Creating a color-based image search engine using Ruby

People often say a picture speaks volumes, and in many ways, colors are the words that make up those pictures. Colors are woven into the fabric of our lives, and their significance is undeniable.

Have you ever examined an image and tried to pinpoint a specific color? We’ve all done it casually, but never with true precision. When asked to identify colors in an image, we usually rely on common names like red, blue, or green. However, if asked to extract the 30 most dominant colors, our eyes struggle to differentiate and label them accurately. That’s where Camalian comes in. This tool helps you extract colors from images and then manipulate them in various ways.

Camalian: Ultiamte Color Picker for Ruby

This article delves into the world of color spaces, explores the capabilities of the Ruby gem Camalian, and demonstrates how to build a basic image search engine that leverages colors for identification and differentiation.

Exploring Color Spaces

Before diving in, let’s establish some fundamental concepts about colors. Images displayed on our screens are essentially two-dimensional arrays of pixels. While image file encoding may differ, the underlying representation after decompression and decoding remains consistent. In this 2D array structure, each pixel in a color image comprises three components: red, green, and blue. Printed images, while also represented on a 2D surface, utilize dots composed of four ink components: cyan, magenta, yellow, and black. These methods, along with others, are known as color spaces. Some widely used color spaces include RGB, CMYK, HSL, and HSV. CMYK is prevalent in printing, while the others are commonly used in digital media.

RGB Color Space

Electronic displays like CRT screens, LCDs, and phone screens produce color using three primary components: red, green, and blue. The human eye perceives millions of colors by stimulating three types of color receptors, analogous to R, G, and B.

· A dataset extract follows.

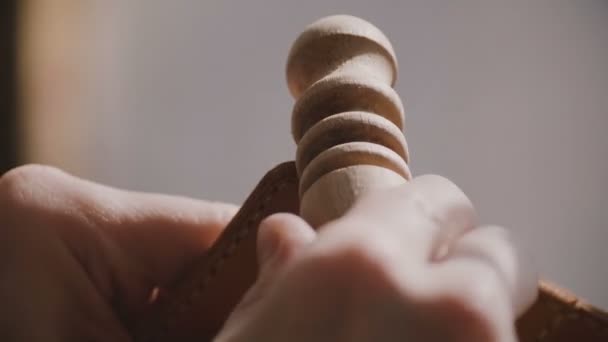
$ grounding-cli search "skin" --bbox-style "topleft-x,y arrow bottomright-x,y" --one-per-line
0,166 -> 536,342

Typically, each color component is stored as a byte with values ranging from 0 to 255.

HSL & HSV Color Spaces

Representing the RGB color space on a cube or a color wheel proves challenging due to limitations in accurately displaying millions of colors and their subtle variations.

ruby image search engine

To address this, researchers in the 1970s introduced the HSV (Hue, Saturation, Value) and HSL (Hue, Saturation, Lightness) color spaces. These spaces can be effectively mapped onto a color wheel, simplifying the identification of various color shades.

Camalian: A Ruby Gem for Colors

Camalian is a Ruby gem dedicated to color manipulation. One of its simplest yet powerful functions is identifying distinct colors within an image.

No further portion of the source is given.